The Daily Gamecock

Local performers hit produce aisles

Arts group brings musical number to grocery stores

The local grocery scene was far from average Saturday and Sunday after several stores around Columbia were hit by a flash mob.

A small group of performers, organized by local arts organization Pocket Productions, sang an arrangement titled "We're Not Just Shopping for Food" in the aisles of six area grocery stores. The song was written by USC music graduate student George Fetner and inspired by Grocery Store Musical performances by New York-based group Improv Everywhere.

Jay Zenger, the main performer in the show, accompanied by USC music students Rebecca Wood, Kelsey Harrison and Katie Gatch, showed up like regular customers running a weekend errand to buy produce. A few minutes into their shopping though, they began dancing and singing, making the produce section their own stage for about five minutes. Some shoppers looked on with confusion while others stopped and smiled at the peculiar situation unfolding near the vegetables.

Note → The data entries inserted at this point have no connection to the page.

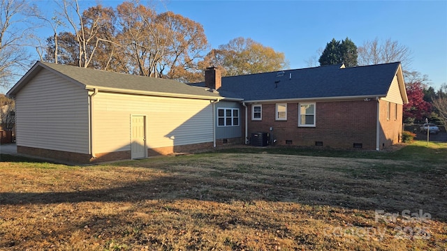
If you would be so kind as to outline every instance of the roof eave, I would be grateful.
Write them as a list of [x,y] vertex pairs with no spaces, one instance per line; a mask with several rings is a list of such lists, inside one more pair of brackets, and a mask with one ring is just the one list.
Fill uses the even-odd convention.
[[201,100],[224,100],[224,99],[227,100],[233,100],[233,101],[242,100],[240,99],[235,99],[235,98],[228,98],[217,96],[205,96],[205,95],[202,96],[202,95],[149,91],[139,91],[139,90],[132,90],[132,89],[118,89],[118,88],[108,88],[108,87],[91,86],[91,85],[85,86],[85,89],[87,90],[91,90],[91,91],[94,89],[98,89],[98,91],[99,91],[117,93],[152,96],[158,96],[158,97],[182,98],[201,99]]

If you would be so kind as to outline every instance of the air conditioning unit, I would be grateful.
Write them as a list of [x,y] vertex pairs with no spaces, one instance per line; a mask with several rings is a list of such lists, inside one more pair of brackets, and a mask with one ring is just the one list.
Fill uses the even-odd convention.
[[252,132],[250,142],[252,146],[267,146],[268,142],[268,132]]

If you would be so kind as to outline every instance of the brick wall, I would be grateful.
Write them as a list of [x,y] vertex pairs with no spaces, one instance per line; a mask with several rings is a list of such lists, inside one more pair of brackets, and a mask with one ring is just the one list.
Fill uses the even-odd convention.
[[[224,146],[237,144],[241,142],[241,138],[228,139],[227,143],[224,144],[222,140],[217,142],[217,146]],[[168,155],[173,153],[192,153],[197,151],[206,151],[213,149],[213,142],[193,144],[183,146],[166,146],[157,149],[147,149],[149,157],[156,155]],[[96,158],[91,158],[89,154],[72,153],[64,151],[43,149],[34,147],[17,146],[17,153],[29,155],[46,158],[57,160],[64,162],[73,162],[80,164],[96,163],[105,161],[123,160],[131,159],[131,151],[123,151],[111,153],[96,153]]]
[[[251,121],[249,105],[249,137],[254,132],[269,132],[278,145],[312,146],[322,142],[323,147],[353,149],[376,148],[376,101],[355,100],[317,102],[316,127],[298,127],[298,103],[287,104],[287,121],[275,121],[275,104],[263,104],[262,121]],[[290,144],[291,143],[291,144]]]

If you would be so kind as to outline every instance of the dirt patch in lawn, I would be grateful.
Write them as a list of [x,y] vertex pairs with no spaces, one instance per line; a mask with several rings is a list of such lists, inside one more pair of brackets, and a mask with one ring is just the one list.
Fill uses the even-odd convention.
[[0,163],[1,250],[445,250],[447,169],[211,153]]

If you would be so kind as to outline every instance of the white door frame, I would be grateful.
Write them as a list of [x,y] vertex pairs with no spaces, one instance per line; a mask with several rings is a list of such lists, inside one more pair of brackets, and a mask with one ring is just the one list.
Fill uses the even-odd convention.
[[[142,139],[142,146],[144,147],[144,152],[143,152],[143,155],[138,155],[138,156],[135,156],[134,153],[132,151],[132,144],[133,144],[133,119],[134,117],[137,117],[137,116],[142,116],[143,118],[143,139]],[[131,114],[131,159],[135,159],[135,158],[147,158],[147,146],[146,144],[146,139],[147,139],[147,123],[146,121],[147,119],[147,116],[146,115],[144,114]]]

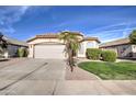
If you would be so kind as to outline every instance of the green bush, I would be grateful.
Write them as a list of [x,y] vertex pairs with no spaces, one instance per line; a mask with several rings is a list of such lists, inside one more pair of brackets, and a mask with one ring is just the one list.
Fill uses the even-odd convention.
[[18,56],[19,57],[27,57],[27,54],[29,54],[29,52],[26,48],[23,48],[23,47],[18,48]]
[[113,50],[103,50],[102,52],[102,59],[104,61],[115,61],[116,60],[116,53]]
[[99,48],[87,48],[87,58],[89,59],[100,59],[101,56],[101,49]]

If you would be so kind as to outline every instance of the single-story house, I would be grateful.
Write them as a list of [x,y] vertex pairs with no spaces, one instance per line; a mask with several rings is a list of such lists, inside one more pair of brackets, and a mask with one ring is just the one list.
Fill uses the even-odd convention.
[[18,41],[15,38],[10,38],[7,36],[3,36],[3,39],[8,43],[7,50],[4,52],[3,55],[3,57],[5,58],[15,57],[18,48],[20,47],[25,47],[25,48],[29,47],[26,42]]
[[100,48],[114,50],[120,58],[136,58],[136,45],[131,44],[129,38],[103,43]]
[[[80,39],[80,49],[77,57],[86,57],[86,49],[99,48],[100,41],[98,37],[84,37],[81,33],[75,32]],[[58,38],[58,34],[36,35],[27,41],[31,58],[65,58],[65,44]]]

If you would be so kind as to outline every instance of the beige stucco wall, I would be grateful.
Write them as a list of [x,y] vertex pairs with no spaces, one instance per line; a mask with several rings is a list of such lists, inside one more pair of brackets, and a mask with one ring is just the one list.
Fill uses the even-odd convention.
[[[79,36],[79,38],[82,39],[82,36]],[[29,50],[30,50],[29,57],[33,57],[35,44],[47,43],[47,42],[55,42],[55,43],[64,44],[64,41],[60,41],[58,38],[36,38],[36,39],[27,43],[29,44]],[[87,49],[88,43],[93,43],[93,48],[99,48],[98,42],[84,41],[81,43],[82,48],[83,48],[83,53],[81,54],[80,52],[78,52],[78,55],[77,55],[78,57],[86,57],[86,49]]]

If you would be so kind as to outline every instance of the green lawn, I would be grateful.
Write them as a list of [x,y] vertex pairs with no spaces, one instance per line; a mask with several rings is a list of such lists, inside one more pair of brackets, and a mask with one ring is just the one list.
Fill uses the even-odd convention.
[[78,66],[104,80],[134,80],[136,79],[136,63],[98,63],[86,61]]

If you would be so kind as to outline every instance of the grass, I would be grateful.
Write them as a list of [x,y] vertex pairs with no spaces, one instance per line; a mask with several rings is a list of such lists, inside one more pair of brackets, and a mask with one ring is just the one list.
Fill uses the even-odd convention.
[[136,79],[136,63],[98,63],[86,61],[78,66],[89,72],[99,76],[104,80],[135,80]]

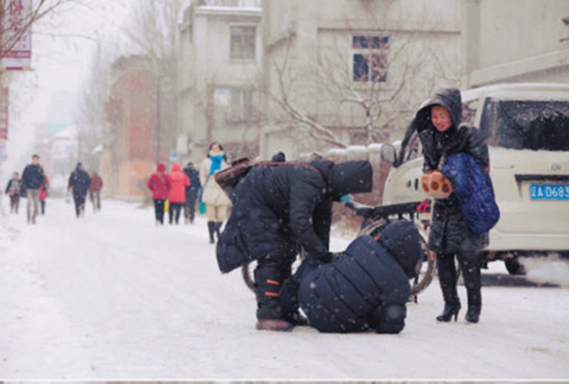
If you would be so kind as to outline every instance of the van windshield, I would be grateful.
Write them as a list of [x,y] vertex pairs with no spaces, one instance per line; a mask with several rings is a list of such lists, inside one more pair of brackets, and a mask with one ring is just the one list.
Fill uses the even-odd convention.
[[489,98],[480,129],[494,146],[569,151],[569,101]]

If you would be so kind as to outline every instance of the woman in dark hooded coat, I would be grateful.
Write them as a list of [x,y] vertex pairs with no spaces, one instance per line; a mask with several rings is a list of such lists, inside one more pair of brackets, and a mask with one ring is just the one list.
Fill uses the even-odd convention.
[[[417,130],[423,149],[423,172],[437,169],[450,155],[460,152],[471,155],[484,171],[489,164],[488,146],[478,129],[461,124],[460,92],[454,88],[438,91],[421,106],[410,129]],[[477,235],[464,221],[454,193],[446,199],[435,199],[429,235],[429,248],[437,253],[439,281],[445,309],[440,321],[456,321],[460,309],[457,294],[454,256],[459,261],[467,288],[468,310],[466,319],[478,322],[482,305],[480,289],[480,252],[488,244],[488,233]]]
[[372,174],[368,161],[283,163],[255,166],[237,186],[231,215],[217,245],[218,263],[226,273],[257,261],[257,329],[292,328],[297,314],[283,312],[279,291],[290,277],[298,245],[316,259],[330,261],[332,202],[348,193],[371,191]]
[[356,238],[331,264],[305,260],[283,286],[283,306],[299,305],[321,332],[398,334],[422,255],[412,223],[388,224],[376,238]]
[[75,205],[75,215],[78,218],[85,213],[85,200],[91,183],[91,178],[81,163],[78,163],[69,176],[68,189],[72,190]]

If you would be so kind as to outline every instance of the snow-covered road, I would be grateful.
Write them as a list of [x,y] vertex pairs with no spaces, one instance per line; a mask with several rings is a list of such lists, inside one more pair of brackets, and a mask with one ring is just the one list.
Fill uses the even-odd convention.
[[103,201],[76,220],[50,199],[28,225],[22,203],[0,215],[1,379],[569,378],[567,288],[485,287],[481,323],[437,324],[435,281],[399,335],[258,331],[204,218],[156,227],[149,208]]

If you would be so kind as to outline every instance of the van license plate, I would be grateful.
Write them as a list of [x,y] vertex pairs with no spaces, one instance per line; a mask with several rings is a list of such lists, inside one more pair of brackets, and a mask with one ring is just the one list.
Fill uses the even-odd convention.
[[530,184],[531,200],[569,200],[569,184]]

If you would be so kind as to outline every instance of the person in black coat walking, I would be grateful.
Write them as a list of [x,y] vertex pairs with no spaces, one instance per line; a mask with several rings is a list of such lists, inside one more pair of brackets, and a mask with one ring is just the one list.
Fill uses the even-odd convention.
[[368,161],[283,163],[255,166],[237,186],[217,259],[223,273],[257,260],[257,329],[292,329],[297,314],[282,311],[279,290],[290,277],[297,245],[329,262],[332,202],[371,191],[372,173]]
[[283,307],[299,306],[321,332],[398,334],[405,327],[409,279],[422,255],[420,241],[415,225],[400,220],[373,238],[358,237],[330,264],[308,257],[283,284]]
[[34,154],[31,156],[31,164],[26,166],[22,172],[22,189],[25,191],[26,198],[28,199],[28,223],[36,224],[36,218],[39,214],[40,186],[46,189],[46,176],[40,165],[40,156]]
[[89,174],[83,169],[81,163],[78,163],[68,182],[68,189],[73,190],[75,215],[78,218],[85,212],[85,201],[90,183],[91,178],[89,177]]
[[[418,111],[410,132],[416,130],[422,144],[423,172],[437,169],[448,156],[460,152],[471,155],[487,171],[489,159],[486,140],[477,129],[461,124],[462,117],[460,92],[455,88],[439,90]],[[477,235],[469,228],[453,193],[445,199],[435,199],[432,209],[428,247],[437,253],[445,299],[445,308],[437,320],[450,321],[454,316],[456,321],[461,308],[457,292],[456,256],[467,288],[466,320],[477,323],[482,305],[481,251],[488,244],[488,233]]]
[[193,163],[190,161],[186,168],[184,169],[184,173],[190,179],[190,186],[186,187],[186,203],[184,206],[184,215],[186,218],[186,223],[193,223],[193,219],[196,217],[196,201],[200,194],[200,189],[201,189],[201,183],[200,183],[200,173],[193,166]]
[[14,172],[12,178],[6,186],[6,194],[10,197],[10,213],[18,214],[18,208],[20,206],[20,195],[21,193],[22,181],[20,174]]

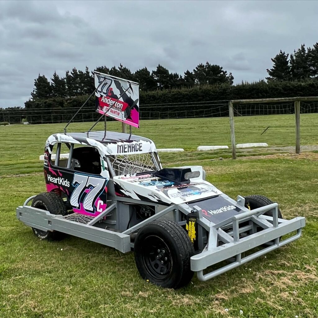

“It’s the perfect way to break that barrier between public space and performance space by getting into people’s routines and changing it up,” said Sherry Warren, the executive director of Pocket Productions. “We love the idea of transforming a public space into a performance venue.”

Warren said the idea behind the flash mob was to bring a little color and art into the mundane process of going to the grocery store. It’s not every day a group of people perform a musical for a building full of strangers comparing prices and thumbing through coupon books.

“Our mission is to innovate and collaborate through these public performances,” said Kirill Simin, associate director of Pocket Production. “We’ve always been interested in merging the audience with the performance.”

Despite being kicked out of one store during a performance, most people responded so well to the performance that the group felt like they had gotten their message across.

“We’ve chosen for this particular project to ask for forgiveness rather than permission,” said Aaron Pelzek, president of Pocket Productions’ board and director of the grocery store musical endeavor. “I think all of these projects have the same goal. You’re innovating people’s ideas about the art around you. I think that if you can just get people smiling when they are streamlining through their own life of stoicism, then that’s the reason for these projects.”

More projects are in the works for Pocket Productions. Information about other performances and projects can be found at www.pocketproductions.org/contact/ and on the group’s facebook page www.facebook.com/pocketproductions.

 

Editor's note: This article was corrected June 13th to attribute George Fetner as the composer of the Pocket Productions performance song. The number was inspired by, not taken from, Improv Everywhere's Grocery Store Musical.